Alessandro Borghese accusato del peggio: “È uno schiavista, non paga” la reazione dello chef non si fa attendere

Alessandro Borghese non le manda certo a dire, accusato di un grave reato si difende pubblicamente: la reazione dello chef è immediata.
Una nuova bufera sta agitando il mondo della cucina italiana ed al centro c’è lui: Alessandro Borghese, lo chef più popolare della televisione. Dopo anni di successi, programmi cult e battute iconiche, il cuoco romano è finito nel mirino di una polemica sorprendente. Tutto è iniziato da alcune parole riportate dal Corriere della Sera che lo ha definito, secondo quanto riportato proprio dallo chef e con toni tutt’altro che leggeri, ‘uno schiavista’ ed un ‘pazzo scatenato’, accusandolo in pratica di sfruttare il personale nei suoi ristoranti.
Una situazione che ha lasciato molti a bocca aperta, considerando la sua immagine sempre sorridente e positiva. Ma dietro quella facciata televisiva, secondo i critici, si nasconderebbe un modo ‘troppo rigido’ di intendere il lavoro in cucina. In realtà, le parole di Borghese, pronunciate durante una recente intervista nel podcast BSMT di Gianluca Gazzoli, raccontano ben altro.
Alessandro Borghese accusato, si difende pubblicamente: il messaggio arriva chiaro e forte
Quando le sue dichiarazioni sono diventate virali, Borghese non è rimasto in silenzio: anzi, ha deciso di difendersi pubblicamente con la schiettezza che lo contraddistingue. In un mondo dove spesso le polemiche sono alimentate più dai titoli che dai fatti, lo chef ha voluto rimettere le cose al loro posto illustrando una visione di chi crede ancora nella gavetta, nel merito e nella formazione sul campo.
Un pensiero forse controcorrente oggi, ma che nasce da un profondo rispetto per la professione e per chi la vive davvero. Nell’intervista, Borghese ha voluto rispondere punto per punto, senza filtri: “Il Corriere della Sera mi ha detto che sono uno schiavista, un pazzo scatenato. In azienda da me sono tutti assunti regolarmente, con tredicesima, quattordicesima e welfare. Nessuno lavora gratis”.

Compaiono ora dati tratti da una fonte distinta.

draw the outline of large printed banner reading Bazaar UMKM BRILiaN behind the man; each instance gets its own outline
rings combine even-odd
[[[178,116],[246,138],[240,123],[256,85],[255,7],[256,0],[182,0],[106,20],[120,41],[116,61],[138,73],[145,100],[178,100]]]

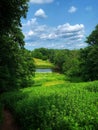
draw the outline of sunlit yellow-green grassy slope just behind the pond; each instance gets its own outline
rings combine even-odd
[[[37,58],[33,58],[35,62],[36,68],[53,68],[53,64],[48,60],[41,60]]]

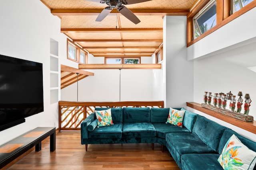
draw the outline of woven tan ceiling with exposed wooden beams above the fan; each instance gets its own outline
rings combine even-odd
[[[87,0],[41,0],[61,19],[61,32],[94,57],[151,57],[163,42],[164,16],[186,16],[197,0],[151,0],[125,5],[134,24],[116,9],[95,21],[107,4]]]

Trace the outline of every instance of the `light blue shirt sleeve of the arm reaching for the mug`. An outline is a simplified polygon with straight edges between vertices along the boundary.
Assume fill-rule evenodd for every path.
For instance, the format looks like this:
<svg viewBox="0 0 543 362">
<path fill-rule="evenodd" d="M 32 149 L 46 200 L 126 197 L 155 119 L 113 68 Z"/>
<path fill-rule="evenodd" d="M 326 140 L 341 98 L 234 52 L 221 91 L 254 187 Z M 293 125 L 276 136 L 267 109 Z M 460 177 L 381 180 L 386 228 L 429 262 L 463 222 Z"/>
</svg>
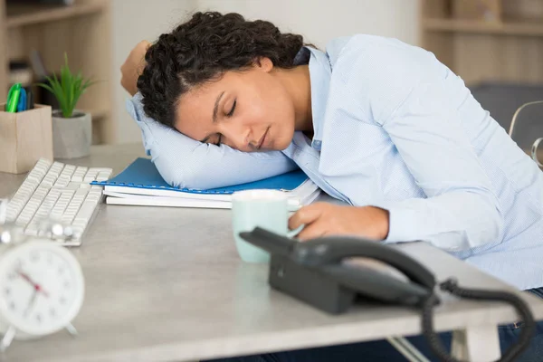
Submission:
<svg viewBox="0 0 543 362">
<path fill-rule="evenodd" d="M 390 42 L 358 48 L 344 59 L 371 71 L 353 81 L 371 87 L 366 107 L 427 196 L 381 205 L 390 215 L 385 242 L 423 240 L 460 251 L 499 240 L 499 199 L 450 97 L 447 77 L 456 76 L 417 47 Z"/>
</svg>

Borghese ha poi spiegato che gli stagisti nelle sue cucine sono retribuiti, ma che il loro compito principale resta quello di imparare davvero un mestiere. “Ai miei tempi si andava a imparare un lavoro. Oggi questa cosa viene vista come una follia. Ma come faccio ad assumerti se non sai fare niente?” ha replicato lo chef.
Le sue parole possono sembrare dure, ma fotografano una realtà che molti nel settore riconoscono: la cucina è disciplina, sacrificio e crescita, non solo successo e applausi. Dietro la sua concezione non c’è arroganza, ma un messaggio chiaro: il rispetto del lavoro sia da parte di chi lo offre, che di chi lo inizia. In un’epoca in cui ottenere ‘tutto e subito’ è la regola, il suo richiamo alla vera formazione suona quasi rivoluzionario. Borghese non difende lo sfruttamento, ma il valore dell’esperienza ovvero quel tempo investito sul campo per diventare bravi davvero ed acquisire competenze e che spesso viene visto come una banalità. Il pubblico si divide tra chi lo difende e chi non condivide il suo pensiero: tu da che parte stai?